Sejarah Zaman Megalitikum: Hasil Kebudayaan, Peninggalan, Fungsinya
Tim Eksplore Megalith Bondowoso (TEMB) memagari situs megalitikum dengan tali rafia di Desa Glingseran, Wringin, Bondowoso, Jawa Timur, Rabu (16/8). ANTARA FOTO/Seno

tirto.id - Peninggalan zaman megalitikum dan fungsinya memiliki peran penting dalam masa prasejarah. Sebagai bagian dari salah satu klasifikasi masa prasejarah, di zaman tersebut terdapat beberapa peninggalan berupa batu-batu besar yang dijadikan sebagai hasil kebudayaannya.

Fungsi hasil kebudayaan berupa alat dari batu ini diklaim sebagai media atau tempat beribadah dan mengenang nenek moyang dalam sistem kepercayaan animisme dan dinamisme.

Soejono dan kawan-kawan dalam Sejarah Nasional Indonesia: Zaman Prasejarah Indonesia (2010) menjelaskan, batu besar yang dijadikan bangunan tersebut adalah medium penghormatan, persinggahan, dan lambang kematian.

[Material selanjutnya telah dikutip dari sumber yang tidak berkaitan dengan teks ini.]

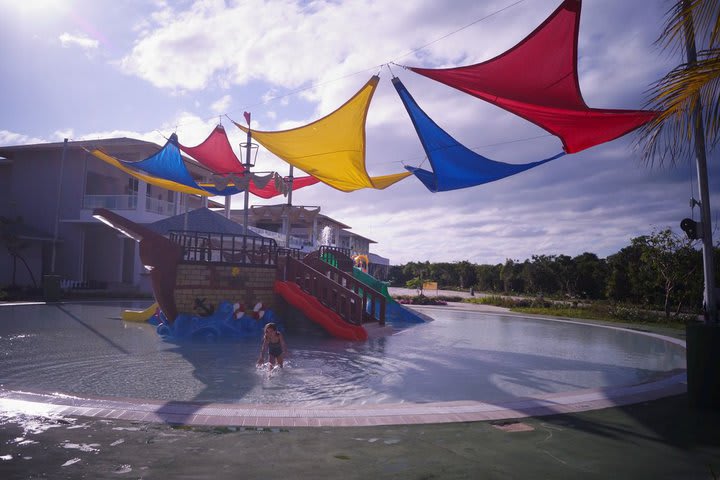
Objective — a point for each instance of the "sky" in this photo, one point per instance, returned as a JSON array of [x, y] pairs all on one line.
[[91, 69]]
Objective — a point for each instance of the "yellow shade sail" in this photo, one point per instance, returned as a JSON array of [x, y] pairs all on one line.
[[331, 149], [167, 184]]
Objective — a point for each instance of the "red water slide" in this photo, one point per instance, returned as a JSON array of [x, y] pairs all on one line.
[[319, 313]]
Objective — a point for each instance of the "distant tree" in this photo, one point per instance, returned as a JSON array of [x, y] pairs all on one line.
[[539, 275], [488, 278], [511, 277], [465, 274], [591, 274], [628, 278], [673, 260]]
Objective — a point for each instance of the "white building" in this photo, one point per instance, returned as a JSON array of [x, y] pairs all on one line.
[[47, 196]]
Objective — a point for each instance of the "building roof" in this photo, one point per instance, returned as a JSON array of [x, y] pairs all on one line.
[[23, 231], [200, 220], [109, 144]]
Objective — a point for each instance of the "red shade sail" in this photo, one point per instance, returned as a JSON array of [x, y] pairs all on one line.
[[216, 153], [537, 80]]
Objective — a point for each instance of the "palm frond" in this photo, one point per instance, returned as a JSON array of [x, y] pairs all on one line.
[[670, 136]]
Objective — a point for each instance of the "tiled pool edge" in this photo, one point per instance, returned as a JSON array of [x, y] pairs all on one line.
[[260, 416]]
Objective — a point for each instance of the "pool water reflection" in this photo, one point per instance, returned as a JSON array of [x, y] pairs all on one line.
[[85, 349]]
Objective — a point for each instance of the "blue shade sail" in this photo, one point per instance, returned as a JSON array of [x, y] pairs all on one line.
[[168, 164], [454, 166]]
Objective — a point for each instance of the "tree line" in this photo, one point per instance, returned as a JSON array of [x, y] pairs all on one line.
[[661, 271]]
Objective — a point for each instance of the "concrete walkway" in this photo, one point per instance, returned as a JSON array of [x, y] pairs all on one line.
[[663, 439], [657, 439]]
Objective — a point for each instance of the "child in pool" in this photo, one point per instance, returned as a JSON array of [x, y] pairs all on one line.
[[274, 343]]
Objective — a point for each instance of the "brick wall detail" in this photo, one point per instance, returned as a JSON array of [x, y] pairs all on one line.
[[216, 283]]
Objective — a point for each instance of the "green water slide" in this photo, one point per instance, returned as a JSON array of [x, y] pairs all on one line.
[[372, 282], [394, 312]]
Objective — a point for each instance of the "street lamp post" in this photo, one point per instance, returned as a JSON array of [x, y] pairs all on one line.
[[250, 149], [702, 339]]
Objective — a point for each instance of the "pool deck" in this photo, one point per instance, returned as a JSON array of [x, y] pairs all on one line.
[[253, 415], [643, 431]]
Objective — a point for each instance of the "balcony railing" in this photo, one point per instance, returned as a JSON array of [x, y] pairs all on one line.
[[127, 202], [111, 202], [278, 237], [206, 247]]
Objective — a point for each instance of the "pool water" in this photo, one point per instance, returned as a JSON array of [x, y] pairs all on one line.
[[85, 349]]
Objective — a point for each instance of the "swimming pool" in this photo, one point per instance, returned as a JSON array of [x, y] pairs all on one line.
[[86, 350]]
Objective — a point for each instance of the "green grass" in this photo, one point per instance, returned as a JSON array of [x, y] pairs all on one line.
[[601, 311]]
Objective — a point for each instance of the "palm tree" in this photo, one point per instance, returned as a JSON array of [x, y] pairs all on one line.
[[670, 135]]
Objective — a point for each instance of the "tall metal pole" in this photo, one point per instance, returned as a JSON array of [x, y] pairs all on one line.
[[57, 206], [289, 209], [701, 161], [248, 152]]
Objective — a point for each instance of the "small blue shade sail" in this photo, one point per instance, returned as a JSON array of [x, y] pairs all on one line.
[[454, 165]]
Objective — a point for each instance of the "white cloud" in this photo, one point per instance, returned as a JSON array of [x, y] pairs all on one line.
[[8, 138], [68, 40], [221, 105]]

Melengkapi pendapat tersebut, Veni Rosfenti dalam Sejarah Indonesia (2020:10) menambahkan, hasil kebudayaan itu ternyata memiliki fungsinya masing-masing dalam beberapa upacara tertentu. Apa saja hasil kebudayaan zaman Megalitikum tersebut?

1. Menhir

Di Indonesia, menhir ditemukan di daerah Sumatera Selatan dan Kalimantan. Benda ini berbentuk menyerupai tiang atau tugu dan bahannya terbuat dari batu. Pembangunannya dimaksud sebagai lambang peringatan kepada roh atau arwah nenek moyang.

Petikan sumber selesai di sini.